Anti-counterfeiting Tech Yields Reliable AI Authentication

by Carolyn Mathas

Researchers at the National University of Singapore (NUS) innovated an anti-counterfeiting method dubbed DeepKey. The technology uses durable identification tags that are simple to produce and easy to authenticate with an AI algorithm. Target applications include securing medical products, e.g., COVID-19 vaccines, and high-value items that are stored under extreme conditions.

DeepKey works faster than existing anti-counterfeiting solutions and achieves highly accurate results. The tags are not easily damaged by environmental conditions such as extreme temperatures, chemical spills, UV exposure, and moisture.

The 2D-material secure tags exhibit Physically Unclonable Function patterns (PUF patterns), randomly generated by systematically crumpling the 2D-material thin films. The complex patterns with multi-scale features are then classified and validated by a well-trained deep learning model, enabling reliable (100% accurate) authentication in less than 3.5 minutes. Previous technology involved complicated manufacturing, ineffective readout processes, long authentication time, inferior environmental stability, and were expensive to make.

The team credits the adoption of deep learning that accelerated the overall authentication significantly, pushing the new technology closer to practical application. The solution involves breaking the long-lasting trade-off between high encoding capacity and long authentication time by using classifiable 2D-material PUF tags and deep learning algorithms. Researchers published their results in the scientific journal Matter. This study was conducted in collaboration with researchers from Anhui University of Technology and Nanyang Technological University.

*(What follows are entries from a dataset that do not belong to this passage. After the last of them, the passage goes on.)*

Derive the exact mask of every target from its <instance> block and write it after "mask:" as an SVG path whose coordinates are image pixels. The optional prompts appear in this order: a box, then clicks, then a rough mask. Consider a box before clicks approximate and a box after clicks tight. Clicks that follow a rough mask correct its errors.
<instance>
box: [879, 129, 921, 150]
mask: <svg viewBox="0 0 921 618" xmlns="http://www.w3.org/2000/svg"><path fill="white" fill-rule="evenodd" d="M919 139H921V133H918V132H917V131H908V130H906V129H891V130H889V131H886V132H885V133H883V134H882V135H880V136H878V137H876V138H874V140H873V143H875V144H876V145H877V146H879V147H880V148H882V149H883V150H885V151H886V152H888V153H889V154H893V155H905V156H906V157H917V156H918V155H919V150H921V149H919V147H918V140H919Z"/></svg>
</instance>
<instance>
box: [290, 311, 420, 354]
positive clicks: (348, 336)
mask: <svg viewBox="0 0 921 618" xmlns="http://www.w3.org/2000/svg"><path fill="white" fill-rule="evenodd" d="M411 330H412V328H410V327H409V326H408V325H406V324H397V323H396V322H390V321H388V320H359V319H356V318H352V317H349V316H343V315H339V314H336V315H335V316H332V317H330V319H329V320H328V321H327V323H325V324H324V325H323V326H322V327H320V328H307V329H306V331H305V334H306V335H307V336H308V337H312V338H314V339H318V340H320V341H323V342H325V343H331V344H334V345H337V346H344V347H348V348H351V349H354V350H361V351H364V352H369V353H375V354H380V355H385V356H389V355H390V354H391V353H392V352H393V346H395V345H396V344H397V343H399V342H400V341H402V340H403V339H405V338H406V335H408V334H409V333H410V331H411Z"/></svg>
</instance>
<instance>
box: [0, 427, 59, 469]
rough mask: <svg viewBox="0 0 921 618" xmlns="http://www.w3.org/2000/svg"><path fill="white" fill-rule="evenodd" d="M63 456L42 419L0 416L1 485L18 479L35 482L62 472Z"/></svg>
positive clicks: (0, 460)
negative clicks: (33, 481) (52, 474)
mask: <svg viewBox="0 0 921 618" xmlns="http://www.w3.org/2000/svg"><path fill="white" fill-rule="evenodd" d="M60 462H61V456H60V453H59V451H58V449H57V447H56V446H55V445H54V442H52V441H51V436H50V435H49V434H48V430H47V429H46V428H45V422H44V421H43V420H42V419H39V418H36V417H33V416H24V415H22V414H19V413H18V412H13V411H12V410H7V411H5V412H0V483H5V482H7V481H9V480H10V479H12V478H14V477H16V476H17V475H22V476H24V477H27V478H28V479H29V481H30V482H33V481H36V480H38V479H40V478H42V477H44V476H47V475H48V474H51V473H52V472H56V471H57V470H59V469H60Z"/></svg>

The only available solution similar to DeepKey are polymer wrinkle-based tags that are also authenticated based on the surface patterns. However, authentication requires one-by-one feature extraction and matching, which is slow and yields only 80% reliability. Given the use of deep learning, DeepKey is much faster, reaching nearly 100% validation precision.

The NUS team has filed a patent for their invention and is now planning to push the technology while finding better, faster, and more robust readout and authentication approaches for the PUF tags. PUF tags could be further secured by being kept on blockchain so that the whole supply chain and quality control can be transparently tracked.